Some Oro Valley residents are worried their quality of life will be ruined if over 800 acres of state-owned land ends up getting annexed.
David B and Mel Hockwitt are among those a part of the group called Savethecactus.org.
They’re urging the town of Oro Valley to preserve the small-town atmosphere.
The two parcels of land, identified as Tangerine North and Tangerine South, add up to 852 acres.
"If they take everything out -- all the cactus and the beautiful views then why would I want to live here anymore,” David said.
"This has to stop,” Hockwitt said.
Hockwitt and his wife retired to Oro Valley specifically for the small-town, country-like feel.
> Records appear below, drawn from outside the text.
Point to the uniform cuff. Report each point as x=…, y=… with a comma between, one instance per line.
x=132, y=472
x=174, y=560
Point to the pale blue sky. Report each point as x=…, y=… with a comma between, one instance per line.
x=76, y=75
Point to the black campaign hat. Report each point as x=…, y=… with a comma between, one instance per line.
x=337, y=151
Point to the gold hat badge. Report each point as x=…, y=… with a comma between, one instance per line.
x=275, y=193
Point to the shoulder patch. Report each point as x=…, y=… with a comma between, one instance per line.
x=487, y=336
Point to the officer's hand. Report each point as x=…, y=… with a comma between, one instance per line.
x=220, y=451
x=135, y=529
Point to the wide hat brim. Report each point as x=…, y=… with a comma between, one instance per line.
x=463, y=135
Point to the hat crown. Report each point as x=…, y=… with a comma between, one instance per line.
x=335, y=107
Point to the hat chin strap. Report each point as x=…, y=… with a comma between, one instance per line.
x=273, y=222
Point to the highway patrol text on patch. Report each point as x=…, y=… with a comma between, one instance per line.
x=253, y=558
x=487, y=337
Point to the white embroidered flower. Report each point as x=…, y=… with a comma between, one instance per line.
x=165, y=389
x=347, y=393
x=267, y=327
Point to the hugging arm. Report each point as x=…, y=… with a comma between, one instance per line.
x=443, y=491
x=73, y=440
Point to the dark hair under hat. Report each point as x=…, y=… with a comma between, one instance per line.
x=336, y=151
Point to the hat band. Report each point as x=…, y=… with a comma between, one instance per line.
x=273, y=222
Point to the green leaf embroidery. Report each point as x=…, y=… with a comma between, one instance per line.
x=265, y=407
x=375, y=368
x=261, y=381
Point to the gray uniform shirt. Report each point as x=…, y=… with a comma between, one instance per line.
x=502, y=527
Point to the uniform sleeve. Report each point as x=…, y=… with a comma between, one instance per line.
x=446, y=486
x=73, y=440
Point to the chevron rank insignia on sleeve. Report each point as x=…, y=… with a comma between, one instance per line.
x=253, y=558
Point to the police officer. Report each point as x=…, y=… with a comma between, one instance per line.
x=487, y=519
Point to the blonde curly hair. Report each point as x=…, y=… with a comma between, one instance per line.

He’s worried annexation could lead to a myriad of problems.
“Increased traffic, increased accidents. School systems are going to have to be built. Everything equates to more taxes,” Hockwitt said.
As for David B, he fears Oro Valley could become flooded with high-density housing developments, resembling a Chandler-style suburb.
Damage to the environment and wildlife are also big concerns.
"It's about being proactive in the community to help others understand what's going on and preserving our nature and preserving the desert -- preserving our desert community,” David said.
Oro Valley’s planning manager Bayer Vella said it’s in the town’s interest to engage in talks with the Arizona State Land Department.
Officials are early in the process and Vella emphasized annexation has not been agreed upon by any party at this time.
Vella stressed the importance of working with the community as the town moves forward with the General Plan amendment.
“A conversation needs to occur about ensuring that the quality of life is retained as well as addressed any and all environmental concerns,” Vella said.